Try some of the models on OpenRouter if you are looking to save money. Gemma 4 31B is $0.12/M input, $0.37/M output vs $1/M input, $5/M output for Haiku.

There are other options that are good too. Gemini 3.1 Flash Lite is great for this kind of thing (NOT Gemini 3.5 Flash though - the pricing for that is bad).

https://openrouter.ai/google/gemma-4-31b-it

Cheers, I'll give it a try. How are those models at returning structured results? When I was writing the prompts for the analysis step and testing with older Claude models, it would have trouble structuring the XML consistently. Sonnet 4.6 handles it really well.
Use function calling/tool use, not XML output. The models are all trained for that now.

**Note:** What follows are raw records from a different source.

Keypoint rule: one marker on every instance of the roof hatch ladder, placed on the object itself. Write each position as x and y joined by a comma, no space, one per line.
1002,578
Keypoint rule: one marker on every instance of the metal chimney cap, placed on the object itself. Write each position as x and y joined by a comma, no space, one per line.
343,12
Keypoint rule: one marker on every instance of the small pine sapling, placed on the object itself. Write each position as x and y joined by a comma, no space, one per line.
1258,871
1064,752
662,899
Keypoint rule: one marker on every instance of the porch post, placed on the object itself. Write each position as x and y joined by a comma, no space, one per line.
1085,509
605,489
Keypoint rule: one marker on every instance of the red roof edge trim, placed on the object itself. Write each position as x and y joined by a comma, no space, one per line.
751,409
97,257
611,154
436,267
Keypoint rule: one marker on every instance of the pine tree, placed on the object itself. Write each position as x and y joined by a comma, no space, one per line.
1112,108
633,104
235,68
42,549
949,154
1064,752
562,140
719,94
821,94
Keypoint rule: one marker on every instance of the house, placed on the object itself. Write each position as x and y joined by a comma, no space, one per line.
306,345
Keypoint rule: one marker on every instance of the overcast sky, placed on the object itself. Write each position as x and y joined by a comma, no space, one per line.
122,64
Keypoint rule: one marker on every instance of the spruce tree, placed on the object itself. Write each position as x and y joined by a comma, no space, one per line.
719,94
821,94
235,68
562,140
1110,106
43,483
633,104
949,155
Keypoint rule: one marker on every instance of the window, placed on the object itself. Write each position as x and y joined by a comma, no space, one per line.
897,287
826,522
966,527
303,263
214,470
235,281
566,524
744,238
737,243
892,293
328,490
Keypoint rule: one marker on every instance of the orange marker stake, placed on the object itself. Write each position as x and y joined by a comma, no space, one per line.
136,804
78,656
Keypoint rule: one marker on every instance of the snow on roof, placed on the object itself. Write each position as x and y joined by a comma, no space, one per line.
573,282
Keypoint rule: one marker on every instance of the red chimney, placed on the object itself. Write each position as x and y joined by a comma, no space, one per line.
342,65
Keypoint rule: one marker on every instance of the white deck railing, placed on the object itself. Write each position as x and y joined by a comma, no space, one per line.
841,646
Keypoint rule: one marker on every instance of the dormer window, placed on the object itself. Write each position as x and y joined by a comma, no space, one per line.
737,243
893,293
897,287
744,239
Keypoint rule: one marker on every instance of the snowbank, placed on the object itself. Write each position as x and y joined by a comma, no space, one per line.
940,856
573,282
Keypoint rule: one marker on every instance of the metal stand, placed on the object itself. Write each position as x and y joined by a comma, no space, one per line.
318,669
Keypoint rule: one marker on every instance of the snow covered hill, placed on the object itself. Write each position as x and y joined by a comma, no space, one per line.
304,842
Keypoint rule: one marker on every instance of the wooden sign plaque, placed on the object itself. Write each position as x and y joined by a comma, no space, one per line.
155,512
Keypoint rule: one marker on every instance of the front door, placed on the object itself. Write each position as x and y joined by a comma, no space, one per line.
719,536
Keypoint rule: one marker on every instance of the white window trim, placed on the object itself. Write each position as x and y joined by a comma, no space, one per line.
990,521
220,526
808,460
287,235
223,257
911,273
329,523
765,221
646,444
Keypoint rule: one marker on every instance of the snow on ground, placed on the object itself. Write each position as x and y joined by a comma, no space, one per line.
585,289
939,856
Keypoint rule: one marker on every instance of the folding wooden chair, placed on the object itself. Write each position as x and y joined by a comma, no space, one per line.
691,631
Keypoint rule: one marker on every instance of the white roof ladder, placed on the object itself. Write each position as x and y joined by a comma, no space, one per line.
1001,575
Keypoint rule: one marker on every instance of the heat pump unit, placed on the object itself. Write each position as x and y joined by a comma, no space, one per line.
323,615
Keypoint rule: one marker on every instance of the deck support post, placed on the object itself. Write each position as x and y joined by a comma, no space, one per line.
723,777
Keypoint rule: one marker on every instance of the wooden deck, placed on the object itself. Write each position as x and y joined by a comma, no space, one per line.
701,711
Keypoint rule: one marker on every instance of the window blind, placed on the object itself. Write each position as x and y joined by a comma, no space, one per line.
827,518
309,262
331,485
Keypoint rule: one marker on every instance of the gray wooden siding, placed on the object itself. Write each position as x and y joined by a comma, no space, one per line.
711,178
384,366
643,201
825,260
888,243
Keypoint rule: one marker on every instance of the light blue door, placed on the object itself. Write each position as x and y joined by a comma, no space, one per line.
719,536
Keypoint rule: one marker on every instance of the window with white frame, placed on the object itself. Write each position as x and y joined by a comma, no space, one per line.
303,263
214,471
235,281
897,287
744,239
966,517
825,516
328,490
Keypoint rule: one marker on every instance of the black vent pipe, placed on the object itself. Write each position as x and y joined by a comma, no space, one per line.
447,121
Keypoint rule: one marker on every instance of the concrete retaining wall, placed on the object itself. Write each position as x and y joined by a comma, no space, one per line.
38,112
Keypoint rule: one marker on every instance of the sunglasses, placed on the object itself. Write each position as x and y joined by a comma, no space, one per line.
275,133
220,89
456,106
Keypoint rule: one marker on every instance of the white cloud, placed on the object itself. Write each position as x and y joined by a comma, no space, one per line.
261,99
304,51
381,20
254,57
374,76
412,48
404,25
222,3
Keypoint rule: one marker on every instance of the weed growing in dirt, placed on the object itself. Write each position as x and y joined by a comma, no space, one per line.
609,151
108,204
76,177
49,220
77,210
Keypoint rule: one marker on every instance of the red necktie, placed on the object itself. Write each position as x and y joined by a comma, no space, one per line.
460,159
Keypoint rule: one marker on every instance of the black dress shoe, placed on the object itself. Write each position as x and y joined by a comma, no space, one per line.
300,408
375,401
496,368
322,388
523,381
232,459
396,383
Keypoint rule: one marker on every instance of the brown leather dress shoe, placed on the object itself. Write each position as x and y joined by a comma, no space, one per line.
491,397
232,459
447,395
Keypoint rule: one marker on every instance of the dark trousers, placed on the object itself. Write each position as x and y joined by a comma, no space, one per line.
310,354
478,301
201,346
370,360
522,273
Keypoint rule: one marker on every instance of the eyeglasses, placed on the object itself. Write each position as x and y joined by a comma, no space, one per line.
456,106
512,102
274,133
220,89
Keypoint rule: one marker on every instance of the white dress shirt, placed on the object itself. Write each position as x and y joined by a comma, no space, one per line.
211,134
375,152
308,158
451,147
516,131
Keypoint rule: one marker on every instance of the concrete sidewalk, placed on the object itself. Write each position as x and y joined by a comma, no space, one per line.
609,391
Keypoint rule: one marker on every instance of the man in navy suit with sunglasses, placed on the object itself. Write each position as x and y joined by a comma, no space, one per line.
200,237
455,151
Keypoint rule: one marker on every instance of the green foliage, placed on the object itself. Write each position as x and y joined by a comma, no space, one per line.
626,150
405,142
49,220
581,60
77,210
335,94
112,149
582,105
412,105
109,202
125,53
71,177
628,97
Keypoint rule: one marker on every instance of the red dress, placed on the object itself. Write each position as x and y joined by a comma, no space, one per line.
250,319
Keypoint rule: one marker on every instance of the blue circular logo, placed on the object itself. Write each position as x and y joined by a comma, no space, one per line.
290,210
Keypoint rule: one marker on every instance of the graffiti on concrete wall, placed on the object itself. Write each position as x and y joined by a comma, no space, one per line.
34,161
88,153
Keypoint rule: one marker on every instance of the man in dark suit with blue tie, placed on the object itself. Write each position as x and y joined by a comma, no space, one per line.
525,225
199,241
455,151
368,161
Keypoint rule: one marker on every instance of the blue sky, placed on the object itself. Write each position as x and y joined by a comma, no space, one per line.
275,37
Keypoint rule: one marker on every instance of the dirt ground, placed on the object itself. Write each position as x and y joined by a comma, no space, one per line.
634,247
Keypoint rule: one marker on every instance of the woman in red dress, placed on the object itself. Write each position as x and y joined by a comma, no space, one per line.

Ie, instead of telling it to generate

  <name>Name</name>
  <age>19</name>
  <address>whatever</name>
give it a function

  details(name: string, age: int, address: string)
That is actually a JSON schema, and the models do great at it. Here's the claude docs, but they are all similar: https://platform.claude.com/docs/en/agents-and-tools/tool-us...
Hey, just want to thank you for this suggestion. Spent this morning swapping to open router and changing all my prompts to use tools instead of XML. Not only is Gemma and Gemini much cheaper, the output tokens from the tool call are much less too. Cost to analyse one 20 minute video with 10 snapshots went from $0.21 to $0.009, and I'm even sending full HD snapshots instead of the 960x540 ones I was sending before (to save costs). The results so far are pretty good. It looks like the larger images are giving the model more context, so in some cases making the cheaper models results better than the expensive models. I'm going to run this over a few hundred videos today and see how it goes in bulk!
Ha! So glad it helped you!

Very interested in the full run details.

Yeah, it's been awesome! I'm so excited about tool calls and function use, the possibilities are huge. I ran it over 1494 videos that range in length from a few seconds to over 3 hours. Total duration 260 hours and a total size of 3795 GB. I don't know exactly how long it took to run, as I found some bugs I needed to fix when processing mkv files, but it was probably around 24 hours in total. That wasn't all LLM requests, but also the local Whisper transcription and frame extraction / analysis. I used gemini-3.1-flash-lite-preview for the content analysis and tagging. Analysis cost $9.22 and Tagging cost $2.72 and the results seem great (for comparison, I did 885 videos a few weeks ago with Sonnet and it cost $130 in total). Gemini seems much less verbose than Sonnet, even with the same prompt, so the descriptions are much shorter, but they seem very good. The tagging is great. Another added bonus has been that with the larger screenshots being sent, the LLM can now read much more of the text it sees on screen. Some of my videos are top-down showing me drawing and writing, and now it picks that up, so it's all indexed and searchable. I tested a few models with the RAG Chat feature, and the best one so far is GPT4.1-Mini. Before, when asking questions about the library or a video it was around 4 cents each query, now its averaging about half a cent.
Very interesting. Thank you!
Not one image - 5 frames per clip, sent in a single request with a transcript snippet. So the multi-frame + subtitles in one call part is the same as yours.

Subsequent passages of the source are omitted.